Why do the media call the checkpoints “crossings”?
This is the State’s way of “laundering” charged terms. Since the large checkpoints were privatized and handed over to Israeli security firms to manage, the word “crossings” creates the appearance of international border crossings, while these checkpoints are not located upon the ‘green line’ – recognized as a kind of border between Israel and the Palestinian Authority: apparently the State also hopes and plans to continue its control of the Territories inside the West Bank by means of these checkpoints. In the same spirit, the checkpoints’ official names have been changed and replaced by Hebrew names: no longer Qalandiya or Bethlehem Checkpoints, these are now titled Atarot and Rachel Crossings.
What about the security of Israeli citizens?
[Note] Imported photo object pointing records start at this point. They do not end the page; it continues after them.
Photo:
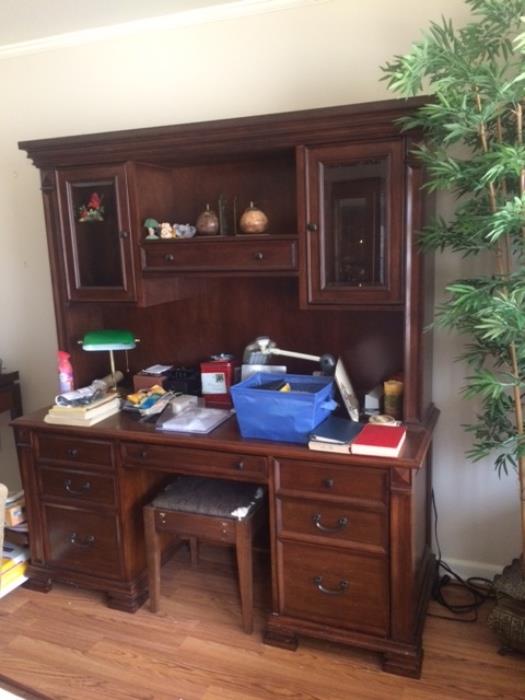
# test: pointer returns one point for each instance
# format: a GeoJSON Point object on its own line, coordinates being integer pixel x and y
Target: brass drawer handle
{"type": "Point", "coordinates": [88, 541]}
{"type": "Point", "coordinates": [85, 488]}
{"type": "Point", "coordinates": [341, 524]}
{"type": "Point", "coordinates": [342, 586]}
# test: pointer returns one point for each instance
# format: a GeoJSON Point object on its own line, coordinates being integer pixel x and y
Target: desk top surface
{"type": "Point", "coordinates": [125, 426]}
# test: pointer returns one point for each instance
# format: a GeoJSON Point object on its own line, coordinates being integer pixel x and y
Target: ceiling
{"type": "Point", "coordinates": [27, 20]}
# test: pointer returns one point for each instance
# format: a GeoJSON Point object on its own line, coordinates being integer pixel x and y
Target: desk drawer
{"type": "Point", "coordinates": [195, 461]}
{"type": "Point", "coordinates": [73, 450]}
{"type": "Point", "coordinates": [355, 483]}
{"type": "Point", "coordinates": [337, 523]}
{"type": "Point", "coordinates": [335, 588]}
{"type": "Point", "coordinates": [77, 485]}
{"type": "Point", "coordinates": [83, 541]}
{"type": "Point", "coordinates": [241, 254]}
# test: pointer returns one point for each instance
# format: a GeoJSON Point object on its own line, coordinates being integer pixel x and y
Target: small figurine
{"type": "Point", "coordinates": [253, 220]}
{"type": "Point", "coordinates": [166, 230]}
{"type": "Point", "coordinates": [93, 210]}
{"type": "Point", "coordinates": [184, 230]}
{"type": "Point", "coordinates": [152, 226]}
{"type": "Point", "coordinates": [207, 222]}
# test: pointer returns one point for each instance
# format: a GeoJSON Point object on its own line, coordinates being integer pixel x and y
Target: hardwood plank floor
{"type": "Point", "coordinates": [66, 644]}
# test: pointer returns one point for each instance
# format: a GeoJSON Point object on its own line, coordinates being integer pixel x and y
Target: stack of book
{"type": "Point", "coordinates": [15, 522]}
{"type": "Point", "coordinates": [13, 568]}
{"type": "Point", "coordinates": [349, 437]}
{"type": "Point", "coordinates": [84, 415]}
{"type": "Point", "coordinates": [334, 435]}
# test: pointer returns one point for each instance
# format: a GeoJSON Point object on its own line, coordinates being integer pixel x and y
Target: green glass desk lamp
{"type": "Point", "coordinates": [109, 340]}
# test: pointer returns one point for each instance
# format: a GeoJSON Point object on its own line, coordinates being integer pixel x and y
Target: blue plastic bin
{"type": "Point", "coordinates": [268, 414]}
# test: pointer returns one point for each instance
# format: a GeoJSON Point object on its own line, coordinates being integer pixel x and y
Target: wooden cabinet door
{"type": "Point", "coordinates": [352, 248]}
{"type": "Point", "coordinates": [96, 233]}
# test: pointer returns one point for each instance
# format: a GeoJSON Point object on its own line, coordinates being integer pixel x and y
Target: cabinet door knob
{"type": "Point", "coordinates": [85, 488]}
{"type": "Point", "coordinates": [341, 524]}
{"type": "Point", "coordinates": [88, 541]}
{"type": "Point", "coordinates": [342, 586]}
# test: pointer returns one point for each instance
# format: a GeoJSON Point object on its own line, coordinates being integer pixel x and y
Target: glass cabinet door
{"type": "Point", "coordinates": [96, 234]}
{"type": "Point", "coordinates": [354, 216]}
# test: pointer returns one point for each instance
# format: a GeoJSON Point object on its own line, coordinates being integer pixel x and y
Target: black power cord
{"type": "Point", "coordinates": [479, 589]}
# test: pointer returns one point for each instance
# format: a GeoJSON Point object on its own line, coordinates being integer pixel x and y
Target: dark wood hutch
{"type": "Point", "coordinates": [364, 297]}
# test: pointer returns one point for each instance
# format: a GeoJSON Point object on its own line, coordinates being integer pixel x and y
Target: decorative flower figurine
{"type": "Point", "coordinates": [166, 230]}
{"type": "Point", "coordinates": [93, 210]}
{"type": "Point", "coordinates": [152, 226]}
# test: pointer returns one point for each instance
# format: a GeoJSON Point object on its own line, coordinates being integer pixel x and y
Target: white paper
{"type": "Point", "coordinates": [195, 420]}
{"type": "Point", "coordinates": [157, 369]}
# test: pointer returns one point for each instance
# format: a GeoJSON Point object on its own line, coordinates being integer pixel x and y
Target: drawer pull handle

The separation barriers (fence and walls) were indeed erected for this purpose. However, in reality, thousands cross the separation fence and security tracks daily and enter Israel to work or seek employment without holding passage permits, because they need us and we need them. When former heads of the Shabak (Israel’s security services) are asked about the usefulness of the numerous checkpoints, surprisingly one hears that they, too, are not in favor of having so many. You could find their opinions in the Chapter titled “The Future” of the book “The Gatekeepers”, written after the documentary series.
What do MachsomWatch members do at the checkpoints?
Monitoring and reporting from the various checkpoints are the core of MachsomWatch’s activity as an organization. In teams of 2-3 women, they go out to certain checkpoints, at dawn or in the afternoon. The women observe traffic at the checkpoint, speak with the passersby and with the individuals securing the checkpoint (soldiers, Border Police, policemen, civilian security officials). We also try to help humanitarian cases. What we see, hear, and photograph we then post on the organization’s website. (The sites of our activity are marked and annotated on our interactive map of the West Bank)
Aren’t you scared?
In 2020 we have reached our 20th year of activity in the Occupied Territories. Our presence has never raised hostile reactions from Palestinians, but violent Jewish settlers have subjected us to both physical and verbal violence and abuse. The locals (Palestinians) usually receive us with sympathy, sometimes wonder, always wanting to know, ventilate, ask for advice. True, sometimes they resent us, and justly so, for not managing to change their difficult situation, but however we try to manifest that there are Israelis who are committed to action peace, and friendship. Over the years, our mutual faith in a shared positive and human future has been growing.
Has the situation at the checkpoints not improved during the years you have monitored them?
Interesting question and the answer is yes and no. Physical conditions have indeed improved: several checkpoints around large Palestinians cities such as Nablus have been lifted, even though they can become active again in no time.. There is a decline in open physical violence on the part of the ‘security’ forces. We no longer hear of women giving birth at checkpoints or of inhuman brutality. Several large checkpoints have been upgraded in 2019 and 2020, and electronic identification systems were installed that shorten the wait (expenses of upgrading and operating them amount to hundreds of millions of shekels!). However, the process of issuing passage permits has proliferated into a tough, tightened bureaucratic policy that prevents most of the people from arriving at and crossing the checkpoints.